Konstantinović did not seek re-election to the Belgrade city assembly in the 2008 local elections but instead appeared on the ZES list for the municipal assembly of Savski Venac, one of Belgrade's seventeen constituent municipalities. He received a mandate when the list won a plurality victory with seventeen out of twenty-seven seats. He was later given the eleventh position on the DS's list for Savski Venac in the 2012 local elections and was re-elected when the list won sixteen seats.

===Social Democratic Party===
After losing power, the DS became divided into rival wings led by Boris Tadić and Dragan Đilas. Tadić left the DS in early 2014 to form a breakaway group initially called the New Democratic Party (NDS), which contested the 2014 Serbian parliamentary election in a fusion with the Greens of Serbia (ZS) and in alliance with other parties. Konstantinović sided with Tadić and joined the NDS, appearing in the twenty-eighth position on its list. The list won eighteen mandates, and he was not re-elected to the assembly. He also received the largely honorary 105th position (out of 110) on the NDS's list in the 2014 Belgrade city assembly election. Election from this position was a mathematical impossibility, and the list did not cross the electoral threshold in any event. Later in the year, the NDS renamed itself as the Social Democratic Party (SDS).

The SDS contested the 2016 Serbian parliamentary election in a coalition with the Liberal Democratic Party (LDP) and the League of Social Democrats of Vojvodina (LSV). Konstantinović received the tenth position on the coalition's list and was re-elected to the assembly when it won thirteen seats. The SNS and its allies won a majority victory in the election, and the SDS served in opposition. In his fourth assembly term, Konstantinović was deputy chair of the administrative committee, a member of the spatial planning committee, (Note: Formally known as the Committee on Spatial Planning, Transport, Infrastructure, and Telecommunications.) a deputy member of the economy committee, (Note: Formally known as the Committee on the Economy, Regional Development, Trade, Tourism, and Energy.) and a member of the parliamentary friendship groups with Croatia, Germany, Italy, North Macedonia, Qatar, the United Kingdom, and the United States.

The SDS and the DS fielded a combined list in Savski Venac in the 2016 Serbian local elections.

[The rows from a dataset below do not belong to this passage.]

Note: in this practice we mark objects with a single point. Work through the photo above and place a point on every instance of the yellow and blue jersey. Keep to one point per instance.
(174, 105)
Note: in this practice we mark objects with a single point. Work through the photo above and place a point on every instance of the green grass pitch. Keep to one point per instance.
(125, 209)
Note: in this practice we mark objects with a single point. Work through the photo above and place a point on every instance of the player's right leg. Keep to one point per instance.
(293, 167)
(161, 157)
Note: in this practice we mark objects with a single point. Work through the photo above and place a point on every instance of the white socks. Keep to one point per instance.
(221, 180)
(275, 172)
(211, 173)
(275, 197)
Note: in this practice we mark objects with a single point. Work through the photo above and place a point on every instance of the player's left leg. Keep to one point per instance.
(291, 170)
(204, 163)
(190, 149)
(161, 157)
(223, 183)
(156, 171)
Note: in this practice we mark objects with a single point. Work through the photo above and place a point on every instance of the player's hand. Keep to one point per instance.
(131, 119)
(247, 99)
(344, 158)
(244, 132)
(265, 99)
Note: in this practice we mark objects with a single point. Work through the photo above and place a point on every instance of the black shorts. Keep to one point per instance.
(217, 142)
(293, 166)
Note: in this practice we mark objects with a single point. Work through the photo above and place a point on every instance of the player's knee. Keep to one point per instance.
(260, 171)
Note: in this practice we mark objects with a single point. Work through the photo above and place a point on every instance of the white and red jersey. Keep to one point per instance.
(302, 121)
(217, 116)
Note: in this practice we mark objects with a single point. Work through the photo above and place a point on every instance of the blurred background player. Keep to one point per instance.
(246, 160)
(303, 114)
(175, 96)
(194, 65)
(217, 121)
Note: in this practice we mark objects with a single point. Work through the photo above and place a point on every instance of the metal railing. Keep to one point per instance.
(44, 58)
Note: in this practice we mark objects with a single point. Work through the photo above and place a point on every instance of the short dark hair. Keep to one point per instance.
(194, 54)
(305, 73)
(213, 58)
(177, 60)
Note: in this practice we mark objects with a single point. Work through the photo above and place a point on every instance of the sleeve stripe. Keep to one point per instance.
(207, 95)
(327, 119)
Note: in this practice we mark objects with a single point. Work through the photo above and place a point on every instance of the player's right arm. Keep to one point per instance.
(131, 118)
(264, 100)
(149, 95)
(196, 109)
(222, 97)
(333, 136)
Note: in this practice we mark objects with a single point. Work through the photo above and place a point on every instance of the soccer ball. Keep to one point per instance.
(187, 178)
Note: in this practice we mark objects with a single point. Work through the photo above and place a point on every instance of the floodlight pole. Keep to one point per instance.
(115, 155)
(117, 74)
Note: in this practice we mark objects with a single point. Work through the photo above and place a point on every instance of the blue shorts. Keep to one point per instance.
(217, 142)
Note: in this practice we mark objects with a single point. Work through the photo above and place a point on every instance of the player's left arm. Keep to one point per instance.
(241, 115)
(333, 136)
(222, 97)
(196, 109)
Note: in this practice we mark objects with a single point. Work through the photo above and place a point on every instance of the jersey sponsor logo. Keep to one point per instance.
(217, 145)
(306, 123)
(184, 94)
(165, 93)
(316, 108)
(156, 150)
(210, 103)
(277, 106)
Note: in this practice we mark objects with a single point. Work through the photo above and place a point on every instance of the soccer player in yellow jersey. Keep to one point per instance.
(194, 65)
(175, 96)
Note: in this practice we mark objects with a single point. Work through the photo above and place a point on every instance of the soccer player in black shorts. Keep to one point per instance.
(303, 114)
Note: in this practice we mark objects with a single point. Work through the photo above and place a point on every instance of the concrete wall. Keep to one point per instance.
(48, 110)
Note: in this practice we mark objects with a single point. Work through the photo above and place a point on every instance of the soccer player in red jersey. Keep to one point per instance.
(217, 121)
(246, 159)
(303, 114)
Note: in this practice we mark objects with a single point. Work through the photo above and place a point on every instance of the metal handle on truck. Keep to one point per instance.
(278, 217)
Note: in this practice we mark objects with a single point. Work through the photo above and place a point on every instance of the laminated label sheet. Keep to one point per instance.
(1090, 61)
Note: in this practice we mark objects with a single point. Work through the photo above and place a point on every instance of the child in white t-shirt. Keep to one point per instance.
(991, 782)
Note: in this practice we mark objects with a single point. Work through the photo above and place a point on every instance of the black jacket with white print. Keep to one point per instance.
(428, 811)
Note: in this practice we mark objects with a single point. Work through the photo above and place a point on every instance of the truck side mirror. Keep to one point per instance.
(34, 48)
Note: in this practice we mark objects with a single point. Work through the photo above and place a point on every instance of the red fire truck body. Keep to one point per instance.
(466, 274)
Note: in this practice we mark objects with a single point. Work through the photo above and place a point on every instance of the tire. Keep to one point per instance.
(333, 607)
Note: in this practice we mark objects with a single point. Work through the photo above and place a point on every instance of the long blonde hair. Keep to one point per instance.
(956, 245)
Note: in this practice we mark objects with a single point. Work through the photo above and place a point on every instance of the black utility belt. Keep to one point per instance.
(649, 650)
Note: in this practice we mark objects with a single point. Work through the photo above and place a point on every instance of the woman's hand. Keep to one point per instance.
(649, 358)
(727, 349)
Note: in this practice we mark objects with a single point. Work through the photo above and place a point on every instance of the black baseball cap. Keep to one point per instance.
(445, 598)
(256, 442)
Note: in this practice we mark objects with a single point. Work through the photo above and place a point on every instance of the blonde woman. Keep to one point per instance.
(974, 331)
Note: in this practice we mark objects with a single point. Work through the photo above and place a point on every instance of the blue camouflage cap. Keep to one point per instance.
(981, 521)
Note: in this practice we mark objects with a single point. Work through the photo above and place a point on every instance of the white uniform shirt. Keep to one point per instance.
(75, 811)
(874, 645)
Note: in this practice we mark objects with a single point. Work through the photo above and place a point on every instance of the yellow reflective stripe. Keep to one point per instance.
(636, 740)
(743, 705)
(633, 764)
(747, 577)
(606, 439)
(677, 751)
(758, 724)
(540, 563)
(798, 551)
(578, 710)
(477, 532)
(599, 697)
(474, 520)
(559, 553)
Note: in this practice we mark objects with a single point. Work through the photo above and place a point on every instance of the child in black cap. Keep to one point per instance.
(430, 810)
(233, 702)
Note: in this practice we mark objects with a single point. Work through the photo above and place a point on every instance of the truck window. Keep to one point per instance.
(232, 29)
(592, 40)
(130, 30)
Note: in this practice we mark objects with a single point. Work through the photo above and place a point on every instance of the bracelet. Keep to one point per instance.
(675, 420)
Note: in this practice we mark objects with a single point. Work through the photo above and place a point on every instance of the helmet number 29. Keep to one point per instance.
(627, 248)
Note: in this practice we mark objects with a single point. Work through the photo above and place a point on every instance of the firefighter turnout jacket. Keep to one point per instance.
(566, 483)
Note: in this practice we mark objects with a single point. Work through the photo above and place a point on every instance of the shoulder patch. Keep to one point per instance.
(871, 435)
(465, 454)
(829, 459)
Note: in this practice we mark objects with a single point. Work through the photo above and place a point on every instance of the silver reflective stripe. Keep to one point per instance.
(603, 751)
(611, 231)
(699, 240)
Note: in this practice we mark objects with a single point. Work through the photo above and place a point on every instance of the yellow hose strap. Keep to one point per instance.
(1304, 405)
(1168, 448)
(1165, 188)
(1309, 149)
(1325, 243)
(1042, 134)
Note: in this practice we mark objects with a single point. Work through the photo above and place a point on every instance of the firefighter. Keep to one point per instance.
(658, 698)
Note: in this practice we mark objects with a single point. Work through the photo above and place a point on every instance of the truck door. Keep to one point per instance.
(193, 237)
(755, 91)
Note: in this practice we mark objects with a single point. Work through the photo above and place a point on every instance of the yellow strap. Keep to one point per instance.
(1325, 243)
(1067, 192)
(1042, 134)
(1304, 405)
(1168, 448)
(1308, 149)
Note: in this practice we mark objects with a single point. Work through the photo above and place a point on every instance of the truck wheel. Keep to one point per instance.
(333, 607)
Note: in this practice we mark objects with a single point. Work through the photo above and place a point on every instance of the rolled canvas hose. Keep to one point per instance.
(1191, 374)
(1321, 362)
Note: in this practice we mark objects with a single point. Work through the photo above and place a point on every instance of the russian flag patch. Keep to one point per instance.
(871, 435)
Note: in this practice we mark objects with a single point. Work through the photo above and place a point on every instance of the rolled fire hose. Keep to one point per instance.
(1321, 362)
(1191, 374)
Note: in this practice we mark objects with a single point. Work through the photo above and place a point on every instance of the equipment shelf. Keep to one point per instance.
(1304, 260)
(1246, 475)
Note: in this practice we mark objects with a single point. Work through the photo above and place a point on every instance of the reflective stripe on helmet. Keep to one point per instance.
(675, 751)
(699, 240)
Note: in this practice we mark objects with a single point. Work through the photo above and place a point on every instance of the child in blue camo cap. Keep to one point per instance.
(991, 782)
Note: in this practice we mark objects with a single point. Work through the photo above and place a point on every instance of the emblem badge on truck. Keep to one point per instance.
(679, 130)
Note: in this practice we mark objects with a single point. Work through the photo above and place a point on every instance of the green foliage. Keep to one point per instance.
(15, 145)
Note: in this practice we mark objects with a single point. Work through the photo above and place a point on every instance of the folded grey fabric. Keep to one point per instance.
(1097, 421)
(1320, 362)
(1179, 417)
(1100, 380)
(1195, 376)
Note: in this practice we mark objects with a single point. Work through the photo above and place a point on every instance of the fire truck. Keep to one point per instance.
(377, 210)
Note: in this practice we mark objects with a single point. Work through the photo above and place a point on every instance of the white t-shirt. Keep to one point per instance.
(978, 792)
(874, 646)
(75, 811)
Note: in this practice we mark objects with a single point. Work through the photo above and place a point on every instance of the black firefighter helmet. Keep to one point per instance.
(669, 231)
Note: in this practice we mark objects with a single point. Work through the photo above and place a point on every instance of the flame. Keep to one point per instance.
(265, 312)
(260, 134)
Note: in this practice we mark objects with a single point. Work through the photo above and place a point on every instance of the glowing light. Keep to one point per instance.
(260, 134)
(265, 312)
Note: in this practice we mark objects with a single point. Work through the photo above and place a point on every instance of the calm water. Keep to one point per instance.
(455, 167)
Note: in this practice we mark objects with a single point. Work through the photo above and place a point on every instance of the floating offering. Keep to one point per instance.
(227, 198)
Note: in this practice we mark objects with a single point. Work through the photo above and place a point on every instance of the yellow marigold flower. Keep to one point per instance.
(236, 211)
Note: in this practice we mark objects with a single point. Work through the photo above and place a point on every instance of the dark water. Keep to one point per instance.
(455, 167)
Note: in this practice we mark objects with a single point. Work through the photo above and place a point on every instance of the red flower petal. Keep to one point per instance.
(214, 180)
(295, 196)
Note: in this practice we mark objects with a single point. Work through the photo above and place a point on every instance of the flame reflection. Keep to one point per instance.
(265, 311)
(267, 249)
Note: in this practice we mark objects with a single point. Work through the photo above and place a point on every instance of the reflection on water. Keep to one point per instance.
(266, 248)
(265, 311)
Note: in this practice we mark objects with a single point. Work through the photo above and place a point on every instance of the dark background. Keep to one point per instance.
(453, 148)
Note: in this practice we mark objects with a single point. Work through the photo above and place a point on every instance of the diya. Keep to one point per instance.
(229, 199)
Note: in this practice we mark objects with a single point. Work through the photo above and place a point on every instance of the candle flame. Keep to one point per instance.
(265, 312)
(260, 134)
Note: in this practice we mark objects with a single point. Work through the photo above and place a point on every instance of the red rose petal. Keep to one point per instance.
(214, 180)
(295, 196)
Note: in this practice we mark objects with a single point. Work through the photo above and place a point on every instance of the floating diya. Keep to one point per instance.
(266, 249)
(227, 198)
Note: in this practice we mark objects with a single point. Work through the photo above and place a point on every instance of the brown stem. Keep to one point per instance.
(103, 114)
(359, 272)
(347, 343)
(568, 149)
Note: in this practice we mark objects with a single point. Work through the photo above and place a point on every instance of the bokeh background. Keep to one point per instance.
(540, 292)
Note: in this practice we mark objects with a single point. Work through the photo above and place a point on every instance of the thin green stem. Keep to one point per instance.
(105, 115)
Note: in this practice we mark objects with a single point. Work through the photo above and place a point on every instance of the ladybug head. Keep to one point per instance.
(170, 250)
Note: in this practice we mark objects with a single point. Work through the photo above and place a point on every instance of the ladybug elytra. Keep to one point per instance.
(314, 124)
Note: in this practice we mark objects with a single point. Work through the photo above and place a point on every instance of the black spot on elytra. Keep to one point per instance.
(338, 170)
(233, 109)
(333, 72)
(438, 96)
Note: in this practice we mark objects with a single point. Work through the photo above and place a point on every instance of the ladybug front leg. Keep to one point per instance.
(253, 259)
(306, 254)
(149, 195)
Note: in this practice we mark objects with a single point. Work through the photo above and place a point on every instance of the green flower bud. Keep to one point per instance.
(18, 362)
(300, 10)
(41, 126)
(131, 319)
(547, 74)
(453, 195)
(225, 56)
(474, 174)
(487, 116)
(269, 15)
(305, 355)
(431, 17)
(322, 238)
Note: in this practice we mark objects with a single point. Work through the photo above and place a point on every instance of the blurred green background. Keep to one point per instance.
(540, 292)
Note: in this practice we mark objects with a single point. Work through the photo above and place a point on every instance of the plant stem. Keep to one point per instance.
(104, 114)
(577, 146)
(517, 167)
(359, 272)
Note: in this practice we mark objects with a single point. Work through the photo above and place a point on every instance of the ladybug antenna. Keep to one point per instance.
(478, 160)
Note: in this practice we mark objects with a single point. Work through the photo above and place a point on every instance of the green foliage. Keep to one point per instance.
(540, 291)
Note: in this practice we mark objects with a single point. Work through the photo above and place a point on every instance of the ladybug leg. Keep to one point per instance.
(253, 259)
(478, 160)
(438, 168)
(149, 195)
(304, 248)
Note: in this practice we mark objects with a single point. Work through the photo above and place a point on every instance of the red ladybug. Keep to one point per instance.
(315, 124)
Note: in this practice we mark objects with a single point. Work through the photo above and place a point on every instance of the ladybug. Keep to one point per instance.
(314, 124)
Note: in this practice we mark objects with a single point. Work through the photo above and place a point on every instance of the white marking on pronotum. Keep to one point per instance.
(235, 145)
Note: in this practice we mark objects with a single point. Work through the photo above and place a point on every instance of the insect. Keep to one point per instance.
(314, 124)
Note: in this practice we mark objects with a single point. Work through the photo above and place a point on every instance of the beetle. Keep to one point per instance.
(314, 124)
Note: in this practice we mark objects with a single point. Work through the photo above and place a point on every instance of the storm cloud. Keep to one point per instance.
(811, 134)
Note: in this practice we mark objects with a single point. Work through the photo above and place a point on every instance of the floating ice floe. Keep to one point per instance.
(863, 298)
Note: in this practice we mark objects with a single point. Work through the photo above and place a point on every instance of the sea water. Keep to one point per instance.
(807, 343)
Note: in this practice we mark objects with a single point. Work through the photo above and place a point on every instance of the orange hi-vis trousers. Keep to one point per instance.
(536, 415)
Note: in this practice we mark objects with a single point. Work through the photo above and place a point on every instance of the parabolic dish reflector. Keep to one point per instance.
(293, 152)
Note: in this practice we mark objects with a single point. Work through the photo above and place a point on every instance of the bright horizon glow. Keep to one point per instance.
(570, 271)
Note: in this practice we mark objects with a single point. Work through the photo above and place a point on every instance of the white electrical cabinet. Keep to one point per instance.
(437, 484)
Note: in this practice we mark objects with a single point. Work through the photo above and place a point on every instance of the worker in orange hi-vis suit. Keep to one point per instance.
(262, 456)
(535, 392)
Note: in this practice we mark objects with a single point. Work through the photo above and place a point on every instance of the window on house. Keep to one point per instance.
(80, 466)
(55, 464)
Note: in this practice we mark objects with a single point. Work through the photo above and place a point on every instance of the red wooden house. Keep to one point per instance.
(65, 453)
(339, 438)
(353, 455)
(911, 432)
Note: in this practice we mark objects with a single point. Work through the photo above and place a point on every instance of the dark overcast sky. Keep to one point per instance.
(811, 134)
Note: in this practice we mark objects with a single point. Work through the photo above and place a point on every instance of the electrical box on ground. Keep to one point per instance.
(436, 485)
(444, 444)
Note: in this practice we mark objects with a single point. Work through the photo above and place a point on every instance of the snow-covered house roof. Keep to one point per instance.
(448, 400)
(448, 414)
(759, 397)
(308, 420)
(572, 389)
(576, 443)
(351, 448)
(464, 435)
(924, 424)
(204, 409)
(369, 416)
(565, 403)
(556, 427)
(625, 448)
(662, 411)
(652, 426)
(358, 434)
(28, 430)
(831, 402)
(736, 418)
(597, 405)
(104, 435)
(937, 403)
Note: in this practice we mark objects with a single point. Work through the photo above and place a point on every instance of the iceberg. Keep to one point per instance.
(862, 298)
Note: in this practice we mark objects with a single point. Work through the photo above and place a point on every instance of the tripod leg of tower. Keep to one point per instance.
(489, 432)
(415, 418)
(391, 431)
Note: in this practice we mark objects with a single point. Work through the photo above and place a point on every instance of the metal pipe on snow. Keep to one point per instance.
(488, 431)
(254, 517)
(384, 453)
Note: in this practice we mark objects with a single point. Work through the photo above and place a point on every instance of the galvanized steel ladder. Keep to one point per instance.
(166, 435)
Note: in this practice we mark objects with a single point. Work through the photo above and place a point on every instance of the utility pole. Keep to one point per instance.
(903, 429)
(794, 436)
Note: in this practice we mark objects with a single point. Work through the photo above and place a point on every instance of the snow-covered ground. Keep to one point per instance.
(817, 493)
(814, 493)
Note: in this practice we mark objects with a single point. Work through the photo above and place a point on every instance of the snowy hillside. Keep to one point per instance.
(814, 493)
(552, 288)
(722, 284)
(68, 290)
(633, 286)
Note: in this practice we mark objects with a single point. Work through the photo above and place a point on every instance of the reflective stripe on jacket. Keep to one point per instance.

Konstantinović appeared in the lead position on the list and was re-elected when it won nine mandates. He did not seek re-election at the local level in 2020.

===Serbia 21===
Serbia's centre-left opposition parties began boycotting the national assembly in 2019, charging that Serbian president Aleksandar Vučić and the SNS were undermining the country's democratic institutions. The SDS took part in the boycott and ultimately did not participate in the 2020 Serbian parliamentary election.

Konstantinović and fellow SDS parliamentarian Marko Đurišić joined a new organization called Serbia 21 in 2019. Boris Tadić denounced their decision, and both delegates subsequently left the SDS. In March 2020, Serbia 21 announced that it would participate in the upcoming parliamentary election with United Democratic Serbia (UDS), a coalition of mostly centre-left and pro-European Union parties that were opposed to the boycott. Konstantinović appeared in the second position on the UDS list. During the campaign, he argued that it was "only possible to change the system and to remove Vučić from power if we participate in the elections." Tadić, however, charged that Serbia 21 was legitimizing the SNS administration by taking part in the election and referred to the party as "Vučić's project." During the campaign, Konstantinović had to deny rumours that the Progressives collected signatures for the UDS electoral list to appear on the ballot. Ultimately, the UDS list did not cross the electoral threshold. Serbia 21 became inactive after the election.

Konstantinović criticized the "Serbia against violence" protests in May 2023, arguing that it was inappropriate to score political points after recent mass shootings in the country.